Lochner said Mpumalanga appeared to be particularly hard hit.

While gangs were difficult to infiltrate, Lochner said inmates had told him they worried about “loose talk” from their girlfriends.

Zinn, who was Lochner’s co-ordinator in the study, said: “They told him that is the person they are most scared of, because most of them share a lot of information with their girlfriends. If they go into hiding they will take their girlfriends along. In some of these instances girlfriends will get to know the other robbers. This kind of person will be of very high value as an informer.”

Lochner suggested that police should consider recruiting the robbers as informants while they were in prison.

The industry said it was working hard to combat the surge in heists.

“All stakeholders, including private cash services companies, the authorities and the public are pulling together to help make the transport of money safer,” said Mark Barrett, SBV Services Group chief executive, in relation to the Burgersfort incident.
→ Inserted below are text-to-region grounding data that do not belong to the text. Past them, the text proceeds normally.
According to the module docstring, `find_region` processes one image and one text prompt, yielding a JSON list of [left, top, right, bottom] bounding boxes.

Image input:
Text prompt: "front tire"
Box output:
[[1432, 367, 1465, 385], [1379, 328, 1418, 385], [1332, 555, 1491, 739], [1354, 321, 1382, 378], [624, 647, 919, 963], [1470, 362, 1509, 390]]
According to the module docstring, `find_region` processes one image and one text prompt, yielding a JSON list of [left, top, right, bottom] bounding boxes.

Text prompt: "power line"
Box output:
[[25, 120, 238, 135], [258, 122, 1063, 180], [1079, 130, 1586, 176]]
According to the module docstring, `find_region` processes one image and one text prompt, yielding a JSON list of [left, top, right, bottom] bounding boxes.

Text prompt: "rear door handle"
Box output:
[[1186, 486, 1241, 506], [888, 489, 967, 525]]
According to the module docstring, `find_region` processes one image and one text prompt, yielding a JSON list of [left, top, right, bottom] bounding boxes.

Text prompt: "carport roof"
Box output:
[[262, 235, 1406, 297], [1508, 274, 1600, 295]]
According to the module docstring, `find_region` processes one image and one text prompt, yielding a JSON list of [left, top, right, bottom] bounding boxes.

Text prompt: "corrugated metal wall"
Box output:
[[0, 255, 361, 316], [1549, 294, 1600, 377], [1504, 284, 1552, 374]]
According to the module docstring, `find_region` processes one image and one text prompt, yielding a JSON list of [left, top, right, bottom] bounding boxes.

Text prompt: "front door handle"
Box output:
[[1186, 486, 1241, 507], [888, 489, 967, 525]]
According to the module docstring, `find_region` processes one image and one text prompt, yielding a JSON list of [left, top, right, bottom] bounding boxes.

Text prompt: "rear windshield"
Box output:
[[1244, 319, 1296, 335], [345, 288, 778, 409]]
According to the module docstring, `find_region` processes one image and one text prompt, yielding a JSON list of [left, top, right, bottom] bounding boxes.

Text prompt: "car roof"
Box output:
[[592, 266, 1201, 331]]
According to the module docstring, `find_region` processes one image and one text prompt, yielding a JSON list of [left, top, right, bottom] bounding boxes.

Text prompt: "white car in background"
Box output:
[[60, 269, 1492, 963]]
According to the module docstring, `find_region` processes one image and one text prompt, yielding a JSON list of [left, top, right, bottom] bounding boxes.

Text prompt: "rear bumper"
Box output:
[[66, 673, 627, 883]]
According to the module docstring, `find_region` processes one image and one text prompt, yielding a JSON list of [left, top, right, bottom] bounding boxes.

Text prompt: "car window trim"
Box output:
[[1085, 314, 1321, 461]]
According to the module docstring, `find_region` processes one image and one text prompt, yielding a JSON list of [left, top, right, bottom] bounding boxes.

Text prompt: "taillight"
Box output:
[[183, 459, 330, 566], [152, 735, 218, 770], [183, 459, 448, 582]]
Anti-crime activist Yusuf Abramjee, who was raising awareness about cash-in-transit heists, believed it was the public’s duty to come forward with any information they might have about these crimes.

Lochner, however, believed with the right will, the robberies could be stopped.

“Look at the Boeremag case - within a year the SAPS managed to infiltrate the group with agents.

“An agent is a police official that is stripped of his identity, assumes another role and then infiltrates the criminal target. In Afrikaans there is a saying, waar ’* wil is, is ’* weg (where there’s a will, there’s a way). Appoint people according to their abilities.”